Exercise 5.7: Prepare your artist’s statement

Introduction

In this exercise I have evolved my artist’s statement. After reviewing a number of statements I have seen that some can be factual, stating simply the name of the artist and where or how the images were taken.

Others are more evolved, attempting to set a context and evoke some emotion from the reader ahead of viewing the images.

I found that this later type affecting my viewing of the images that followed. This is a technique I like. I have struggled in the past with a desire to direct the viewer so much within an image that it left little space for their own interpretation, spoiling the polysemic nature of the image.

I think that using an artist’s statement to ‘set the scene’ can do all the directing I want to do and then leave the viewer to interpret the images as they see fit – I can leave space in the images and spend less time trying to cram them with symbols or directive elements.

My Statement

Stroud’s five valleys and the rivers that flow down them created a rich textile history, in their heyday housing over 150 mills.  Today, some 200 years on, that history is disappearing as buildings crumble into oblivion.  

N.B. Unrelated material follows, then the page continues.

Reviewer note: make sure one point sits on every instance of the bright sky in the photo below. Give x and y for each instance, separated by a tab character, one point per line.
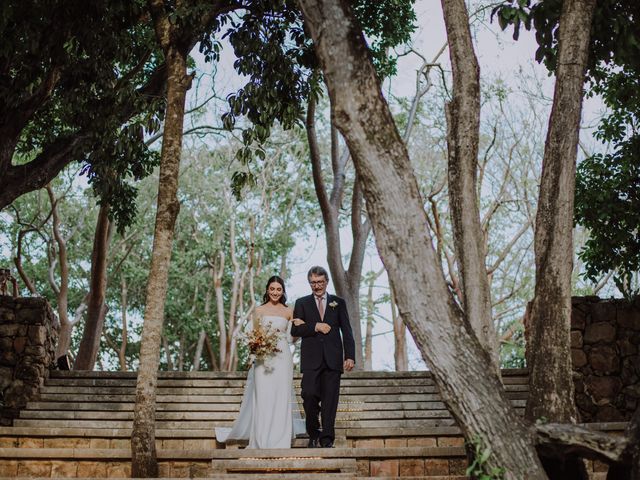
499	56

There is hope, some of those mills are renovated and house today’s world of coffee shops and play groups but in the main, they are vanishing from sight.

And yet, there is a strange fondness of this past.  New communities spring up around the mills and retain a small part of what has gone before, sometimes using a part of the building and sometimes just the name but in either case, attempting to romanticise these new buildings by evoking a link to the past.

Is this romanticism a success?  Does it cling on to our history and keep it alive or does it mourn our loss? Or are these attempts really just wasted effort as other mills collapse before our eyes and only their echoes of a name remain.

These photographs, taken in 2022, adopt a topographic style to cast a dispassionate view on this changing landscape.